Engineering Notes

Engineering Notes

Thoughts and Ideas on AI by Muthukrishnan

Grounded Language Agents Connecting Words to Actions in the Physical World

27 Feb 2026

Telling a robot to “grab the red mug near the coffee machine” sounds trivially easy to a human. But for an AI agent, it requires solving one of the deepest problems in cognitive science: how do words connect to the real world? This article explores grounded language agents — systems that can reason in language and act meaningfully in physical or simulated environments.

1. Concept Introduction

Simple Explanation

Imagine teaching someone a language entirely from a dictionary — no images, no real objects, only definitions of words in terms of other words. They might learn to use the language syntactically but would never truly understand what “red” or “hot” or “above” means. That’s the situation language models are in.

Grounding means connecting symbols (words, tokens) to perceptual experiences and actions in the world. A grounded agent doesn’t just predict text about picking up a mug — it actually perceives the mug, plans a trajectory, and executes the grip.

Technical Detail

Grounded language agents combine several subsystems:

The key challenge is the semantic gap between language tokens and continuous sensorimotor signals. Bridging this gap efficiently — without requiring massive amounts of paired (language, action) data — is the central problem in embodied AI research.

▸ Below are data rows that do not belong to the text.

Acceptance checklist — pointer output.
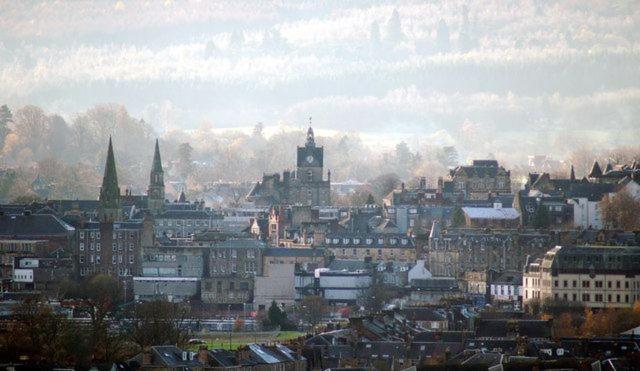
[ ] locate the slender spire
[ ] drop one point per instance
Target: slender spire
(573, 174)
(155, 193)
(595, 170)
(608, 168)
(157, 162)
(311, 142)
(110, 192)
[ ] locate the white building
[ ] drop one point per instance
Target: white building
(586, 213)
(593, 276)
(507, 287)
(419, 271)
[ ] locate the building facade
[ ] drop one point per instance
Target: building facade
(479, 181)
(593, 276)
(377, 247)
(305, 186)
(233, 266)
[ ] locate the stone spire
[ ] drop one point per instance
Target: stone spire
(311, 141)
(608, 168)
(157, 162)
(110, 209)
(155, 193)
(595, 170)
(572, 177)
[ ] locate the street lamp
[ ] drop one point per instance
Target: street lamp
(230, 326)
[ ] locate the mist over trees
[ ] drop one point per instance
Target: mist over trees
(68, 155)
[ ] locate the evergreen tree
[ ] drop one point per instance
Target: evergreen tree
(541, 217)
(370, 200)
(457, 219)
(5, 118)
(275, 316)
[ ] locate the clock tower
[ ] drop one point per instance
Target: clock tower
(155, 193)
(310, 160)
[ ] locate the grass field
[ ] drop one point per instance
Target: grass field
(220, 340)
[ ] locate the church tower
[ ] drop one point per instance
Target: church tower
(155, 193)
(110, 209)
(310, 160)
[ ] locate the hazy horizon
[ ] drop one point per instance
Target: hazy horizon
(505, 78)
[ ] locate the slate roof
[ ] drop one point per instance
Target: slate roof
(372, 240)
(168, 356)
(348, 265)
(187, 214)
(423, 314)
(507, 213)
(501, 328)
(293, 252)
(442, 284)
(591, 191)
(33, 225)
(381, 349)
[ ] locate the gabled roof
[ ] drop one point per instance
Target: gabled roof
(33, 225)
(507, 213)
(294, 252)
(595, 170)
(241, 243)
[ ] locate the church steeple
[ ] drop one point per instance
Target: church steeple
(155, 193)
(110, 209)
(311, 141)
(595, 172)
(572, 177)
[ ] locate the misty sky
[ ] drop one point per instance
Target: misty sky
(486, 76)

2. Historical & Theoretical Context

The symbol grounding problem was formally articulated by Stevan Harnad in 1990. He argued that symbols in a formal system cannot be meaningful unless they are grounded in non-symbolic experience — perception and action. This posed a direct challenge to pure symbolic AI.

The field responded with several approaches over the decades:

The modern resurgence came with two forces colliding: transformer-based LLMs that can reason fluently about tasks, and deep learning perception systems (ViT, CLIP) that can interpret rich visual scenes. Combining them unlocked a new generation of grounded agents.

3. Algorithms & Math

Affordance-Conditioned Planning

The landmark SayCan paper (Ahn et al., Google, 2022) introduced a principled way to combine LLM reasoning with physical feasibility. Given a goal $g$ and current state $s$, the agent selects skill $a$ that maximizes:

$$\pi^*(a \mid s, g) \propto p_{\text{LLM}}(a \mid g) \cdot p_{\text{afford}}(a \mid s)$$

Where:

This elegantly separates what is semantically sensible (language model) from what is physically possible (affordance model). An LLM might suggest “fly to the kitchen” but the affordance model assigns that zero probability, keeping the agent grounded in reality.

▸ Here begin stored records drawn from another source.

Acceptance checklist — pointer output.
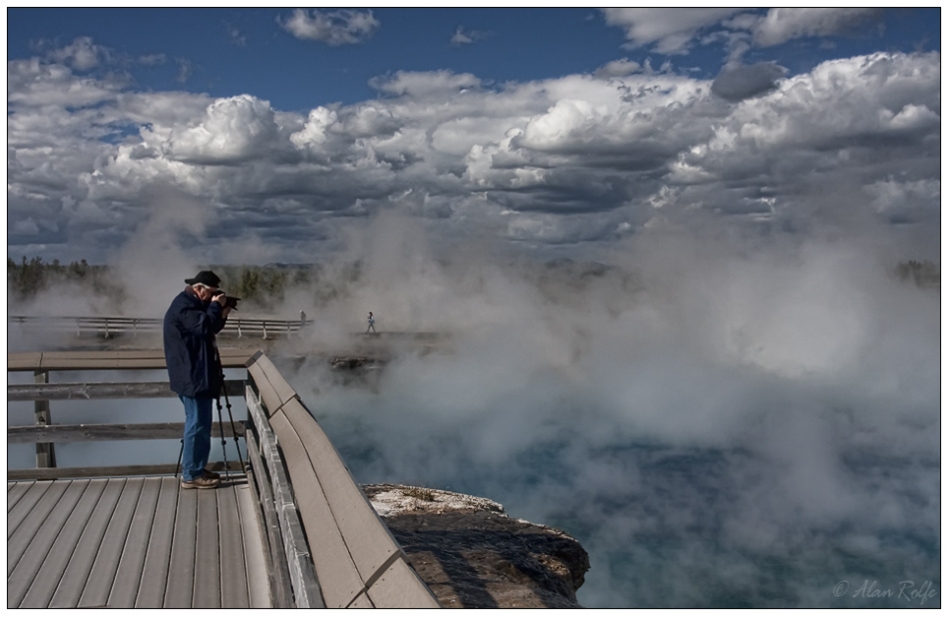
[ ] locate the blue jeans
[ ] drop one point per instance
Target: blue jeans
(197, 445)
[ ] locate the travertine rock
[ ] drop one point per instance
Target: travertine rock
(472, 555)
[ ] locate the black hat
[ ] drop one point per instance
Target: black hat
(205, 277)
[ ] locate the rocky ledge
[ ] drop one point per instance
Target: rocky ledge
(473, 555)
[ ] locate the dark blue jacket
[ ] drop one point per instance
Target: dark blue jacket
(189, 329)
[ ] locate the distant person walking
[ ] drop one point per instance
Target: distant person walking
(195, 316)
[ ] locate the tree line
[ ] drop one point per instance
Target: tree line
(261, 287)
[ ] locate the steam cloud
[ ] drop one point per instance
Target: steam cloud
(720, 423)
(720, 419)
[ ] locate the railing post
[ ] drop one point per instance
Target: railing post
(45, 455)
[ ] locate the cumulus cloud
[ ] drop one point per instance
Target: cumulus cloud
(425, 84)
(738, 82)
(783, 24)
(82, 54)
(232, 131)
(463, 37)
(343, 27)
(617, 68)
(668, 30)
(617, 149)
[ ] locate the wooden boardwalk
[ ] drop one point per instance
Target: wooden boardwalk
(134, 542)
(299, 534)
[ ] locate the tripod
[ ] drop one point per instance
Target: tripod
(227, 400)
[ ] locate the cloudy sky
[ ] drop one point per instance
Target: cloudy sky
(243, 135)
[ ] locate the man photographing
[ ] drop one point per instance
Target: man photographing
(195, 316)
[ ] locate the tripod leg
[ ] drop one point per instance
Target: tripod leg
(223, 441)
(180, 452)
(230, 416)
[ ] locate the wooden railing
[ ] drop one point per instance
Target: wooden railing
(109, 327)
(328, 546)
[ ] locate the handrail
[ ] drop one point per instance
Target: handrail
(327, 540)
(358, 563)
(113, 326)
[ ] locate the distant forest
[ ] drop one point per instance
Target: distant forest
(265, 286)
(261, 286)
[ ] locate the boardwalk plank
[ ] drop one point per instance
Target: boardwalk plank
(129, 572)
(15, 492)
(23, 575)
(400, 587)
(151, 592)
(180, 587)
(368, 540)
(99, 585)
(47, 579)
(233, 574)
(339, 579)
(80, 564)
(207, 559)
(255, 553)
(21, 539)
(18, 513)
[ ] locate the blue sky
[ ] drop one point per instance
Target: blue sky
(517, 125)
(236, 51)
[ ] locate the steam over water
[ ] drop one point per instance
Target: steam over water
(717, 425)
(717, 429)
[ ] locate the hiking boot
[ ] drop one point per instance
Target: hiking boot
(202, 482)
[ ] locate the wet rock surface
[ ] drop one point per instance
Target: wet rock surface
(472, 555)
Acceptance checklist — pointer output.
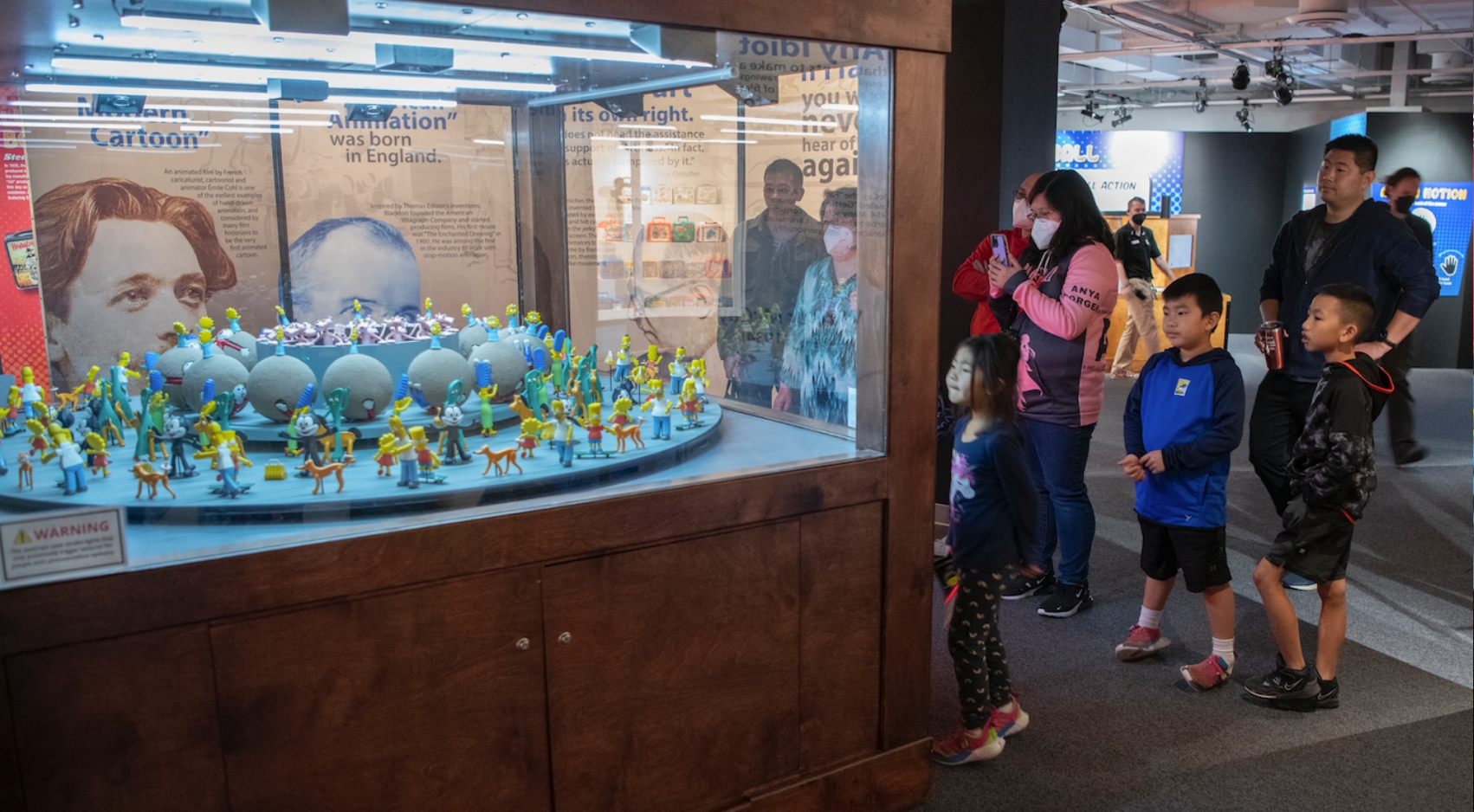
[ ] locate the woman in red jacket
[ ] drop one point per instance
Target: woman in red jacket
(970, 280)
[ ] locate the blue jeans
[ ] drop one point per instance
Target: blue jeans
(1057, 455)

Vision-Language Action Models

RT-2 (Brohan et al., Google DeepMind, 2023) takes a different approach: fine-tune a vision-language model end-to-end to output robot actions as tokens. Robot actions (joint angles, gripper positions) are discretized and treated like text tokens:

Input:  [image_tokens] + "Pick up the apple and put it in the bowl"
Output: "move_arm 0.23 -0.15 0.40 close_gripper"

This reframes robot control as a language modeling problem, allowing the model to leverage internet-scale pretraining. The key insight: the same attention mechanisms that learn relationships between words can learn relationships between visual features and motor commands.

Pseudocode: SayCan-Style Planning Loop

def saycan_plan(goal: str, environment: Environment, llm, affordance_model):
    plan = []
    state = environment.observe()

    while not goal_achieved(state, goal):
        # Get candidate skills from LLM
        candidates = llm.propose_skills(goal, plan, state)

        # Score each skill by affordance (physical feasibility)
        scores = []
        for skill in candidates:
            p_lang = llm.score_skill(skill, goal)
            p_afford = affordance_model.score(skill, state)
            scores.append((skill, p_lang * p_afford))

        # Execute highest-scoring feasible skill
        best_skill = max(scores, key=lambda x: x[1])[0]
        plan.append(best_skill)
        state = environment.execute(best_skill)

    return plan

4. Design Patterns & Architectures

The Perception-Reasoning-Action Loop

graph TD
    E[Environment] -->|raw observations| P[Perception Module]
    P -->|structured scene graph / embeddings| R[Language Reasoner]
    R -->|high-level plan| A[Action Module]
    A -->|motor commands / API calls| E
    R -->|goal progress| R
  

Key Patterns

Scene Graph Grounding: The perception module builds a structured graph of objects, their properties, and spatial relationships. This graph is serialized into language (“a red mug is to the left of the coffee machine”) and fed to the LLM. This is far more token-efficient than raw image description.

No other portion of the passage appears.